自分と同じように
「えっと・・・・・・それは従魔という形で俺の傍に置いておくという事ですか?」
『概ねその通りです。この子に私と同じようにこの世界を冒険して欲しいのです。外の世界に出て、見て触れなければ解らない感情や光景があります。ただ、これは私の意志だけでは決める事が出来ません。ルーフェイスは訊かなくと大丈夫だと思っていますけど・・・・・・』
『僕は外の世界を見られるならラガス達と一緒に行きたい!!』
『この通りなのでルーフェイスは行く気満々です。私と一緒に世界を周るという手も有りますが、それではルーフェイスの成長に繋がりません。なので出来れば信用がおける方と一緒に旅をして欲しいのです』
旅に出る事はルーフェイスも了承済み、というか是非とも行きたいってって感じか。
・・・・・・ルーフェイスの口振りからすると角や羽は隠せるんだよな。
それなら別に騒がれる事も無いか?
いや、一応父さんと母さんには本当の事を言っておいた方が良さそうだな。
てか、貴族の学校に従魔は連れて行っても大丈夫なのか?
そこだけが唯一心配なんだが・・・・・・まっ、なんとかなるか。
「分りました。自分が家から出て行く時にルーフェイスも一緒に仲間として連れて行きます」
『それは良かったです。そうですねぇ・・・・・・ルーフェイス、これからはこことラガス君の家を行き来しなさい。本当はラガス君の家でこれから出発まで過ごすのが良いのでしょうが、それはそれで私が寂しいですからね』
まぁ、そりゃまだ幼い息子と離れて暮らす事になったら寂しくなるか。
でもルーフェイスと俺が街を出発して学校に入学したら当分会う事は無いんだよな。
てことはその間ずっと寂しい思いをする事になるのだが・・・・・・いや、俺よりもずっと年上だろうしそこら辺をどうするかぐらいは考えてるか。

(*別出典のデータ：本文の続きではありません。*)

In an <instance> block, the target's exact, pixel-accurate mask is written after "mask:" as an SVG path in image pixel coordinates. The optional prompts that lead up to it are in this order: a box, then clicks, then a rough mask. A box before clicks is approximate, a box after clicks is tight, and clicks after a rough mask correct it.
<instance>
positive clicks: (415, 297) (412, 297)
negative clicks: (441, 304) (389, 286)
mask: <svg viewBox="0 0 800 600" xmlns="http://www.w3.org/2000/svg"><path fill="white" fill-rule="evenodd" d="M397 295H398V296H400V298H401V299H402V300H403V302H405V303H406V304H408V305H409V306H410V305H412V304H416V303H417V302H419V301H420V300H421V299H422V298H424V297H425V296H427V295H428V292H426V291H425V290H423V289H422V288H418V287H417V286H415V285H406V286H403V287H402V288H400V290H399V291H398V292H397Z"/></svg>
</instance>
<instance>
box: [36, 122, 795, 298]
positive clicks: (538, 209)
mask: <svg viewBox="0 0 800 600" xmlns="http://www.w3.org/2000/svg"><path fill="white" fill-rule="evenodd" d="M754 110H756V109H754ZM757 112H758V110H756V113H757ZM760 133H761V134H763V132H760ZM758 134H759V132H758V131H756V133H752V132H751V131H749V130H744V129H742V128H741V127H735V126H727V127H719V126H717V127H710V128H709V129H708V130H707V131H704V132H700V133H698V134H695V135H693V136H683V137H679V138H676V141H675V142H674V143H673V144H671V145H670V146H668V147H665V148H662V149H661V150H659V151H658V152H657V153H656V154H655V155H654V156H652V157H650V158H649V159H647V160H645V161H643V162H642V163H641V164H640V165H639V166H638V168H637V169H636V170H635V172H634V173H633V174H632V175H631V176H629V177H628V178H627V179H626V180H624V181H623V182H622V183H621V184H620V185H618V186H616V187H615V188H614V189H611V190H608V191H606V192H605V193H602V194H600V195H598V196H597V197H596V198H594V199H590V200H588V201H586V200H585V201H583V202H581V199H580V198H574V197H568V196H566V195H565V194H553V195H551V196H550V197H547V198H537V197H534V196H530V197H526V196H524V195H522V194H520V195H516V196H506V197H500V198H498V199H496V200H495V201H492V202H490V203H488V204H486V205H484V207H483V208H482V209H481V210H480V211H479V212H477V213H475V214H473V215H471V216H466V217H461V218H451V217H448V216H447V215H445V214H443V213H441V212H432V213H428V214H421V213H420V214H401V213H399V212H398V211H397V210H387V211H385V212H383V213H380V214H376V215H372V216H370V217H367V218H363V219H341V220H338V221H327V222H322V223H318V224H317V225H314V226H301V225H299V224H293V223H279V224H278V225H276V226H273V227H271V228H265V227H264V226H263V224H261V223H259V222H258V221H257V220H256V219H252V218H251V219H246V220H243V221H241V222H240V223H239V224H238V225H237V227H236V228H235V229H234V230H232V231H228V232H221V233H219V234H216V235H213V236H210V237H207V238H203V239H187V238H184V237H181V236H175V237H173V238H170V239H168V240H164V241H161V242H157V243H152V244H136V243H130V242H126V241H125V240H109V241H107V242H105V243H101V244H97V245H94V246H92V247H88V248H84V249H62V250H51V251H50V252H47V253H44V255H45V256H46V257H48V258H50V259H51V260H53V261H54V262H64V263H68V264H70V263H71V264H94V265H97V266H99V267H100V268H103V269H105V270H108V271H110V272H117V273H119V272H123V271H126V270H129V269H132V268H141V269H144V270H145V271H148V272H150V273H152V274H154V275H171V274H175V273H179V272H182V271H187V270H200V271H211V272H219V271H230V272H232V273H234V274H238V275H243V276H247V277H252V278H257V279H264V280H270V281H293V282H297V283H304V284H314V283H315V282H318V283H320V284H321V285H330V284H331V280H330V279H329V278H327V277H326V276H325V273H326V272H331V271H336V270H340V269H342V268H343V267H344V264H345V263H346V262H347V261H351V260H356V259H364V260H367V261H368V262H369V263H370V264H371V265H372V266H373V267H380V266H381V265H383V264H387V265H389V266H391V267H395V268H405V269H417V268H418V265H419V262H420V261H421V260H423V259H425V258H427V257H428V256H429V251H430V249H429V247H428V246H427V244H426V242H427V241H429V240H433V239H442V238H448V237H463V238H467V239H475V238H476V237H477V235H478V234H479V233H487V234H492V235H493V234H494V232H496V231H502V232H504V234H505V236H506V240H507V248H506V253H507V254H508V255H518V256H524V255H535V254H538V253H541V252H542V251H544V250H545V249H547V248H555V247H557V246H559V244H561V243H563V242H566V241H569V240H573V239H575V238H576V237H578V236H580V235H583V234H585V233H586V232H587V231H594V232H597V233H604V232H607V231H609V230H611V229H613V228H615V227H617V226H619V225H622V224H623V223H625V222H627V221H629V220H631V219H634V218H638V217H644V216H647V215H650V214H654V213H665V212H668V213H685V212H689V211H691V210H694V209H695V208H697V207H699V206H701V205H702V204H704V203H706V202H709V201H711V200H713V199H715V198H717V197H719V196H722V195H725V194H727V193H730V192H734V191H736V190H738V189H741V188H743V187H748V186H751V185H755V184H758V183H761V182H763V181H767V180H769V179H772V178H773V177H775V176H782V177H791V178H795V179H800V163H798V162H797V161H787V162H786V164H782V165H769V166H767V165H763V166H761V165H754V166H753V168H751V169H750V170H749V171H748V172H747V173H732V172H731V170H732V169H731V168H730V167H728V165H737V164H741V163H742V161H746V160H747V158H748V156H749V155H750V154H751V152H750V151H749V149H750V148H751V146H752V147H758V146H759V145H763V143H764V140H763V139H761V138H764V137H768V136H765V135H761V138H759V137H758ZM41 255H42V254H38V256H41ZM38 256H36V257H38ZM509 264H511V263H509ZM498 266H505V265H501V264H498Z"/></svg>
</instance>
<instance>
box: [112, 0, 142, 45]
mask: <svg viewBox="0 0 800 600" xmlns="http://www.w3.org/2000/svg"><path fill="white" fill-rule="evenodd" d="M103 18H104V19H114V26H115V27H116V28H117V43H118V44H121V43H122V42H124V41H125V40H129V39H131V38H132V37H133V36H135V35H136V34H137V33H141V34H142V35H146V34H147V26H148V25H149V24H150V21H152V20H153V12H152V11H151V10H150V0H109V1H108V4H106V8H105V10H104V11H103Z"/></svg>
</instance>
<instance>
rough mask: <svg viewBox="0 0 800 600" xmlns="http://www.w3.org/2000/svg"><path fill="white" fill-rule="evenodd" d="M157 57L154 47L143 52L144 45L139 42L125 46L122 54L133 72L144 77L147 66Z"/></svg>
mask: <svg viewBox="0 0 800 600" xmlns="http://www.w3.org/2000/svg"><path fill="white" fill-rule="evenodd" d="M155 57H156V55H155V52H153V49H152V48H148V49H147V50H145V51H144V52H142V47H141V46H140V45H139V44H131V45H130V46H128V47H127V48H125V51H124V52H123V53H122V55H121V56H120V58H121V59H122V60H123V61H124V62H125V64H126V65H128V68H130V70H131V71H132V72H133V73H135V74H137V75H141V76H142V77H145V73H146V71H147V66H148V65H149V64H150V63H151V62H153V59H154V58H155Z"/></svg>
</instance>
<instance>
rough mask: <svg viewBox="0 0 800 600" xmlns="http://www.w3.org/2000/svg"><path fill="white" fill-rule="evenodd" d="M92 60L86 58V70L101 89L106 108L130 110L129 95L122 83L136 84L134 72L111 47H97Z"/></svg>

「それじゃあ・・・・・・とりあえず今日は俺の家に来るか、ルーフェイス?」
『うん!! 今日はラガスの家でお泊りするよ』
そしてメリルとシュラがフェリスと少し会話したのち、俺達はルーフェイスと一緒に家へと戻った。
二人の表情が少しニヤニヤしているのが気になるが・・・・・・とりあえず良い事があったんだろう。
家に着くと普通に驚かれた。が、父さん達や家の使用人さん達は順応が早く、出会って十分程でルーフェイスの差モフモフの毛を撫でていた。
で、案の定と言いますか。シュラの時と同じくアリクの奴がそいつは俺にこそ相応しいと言いそうだった。
だからルーフェイスをお前に渡すつもりは無い、従魔が欲しいなら自分の力でなんとかしろと、父さん達がいる前で言ってやった。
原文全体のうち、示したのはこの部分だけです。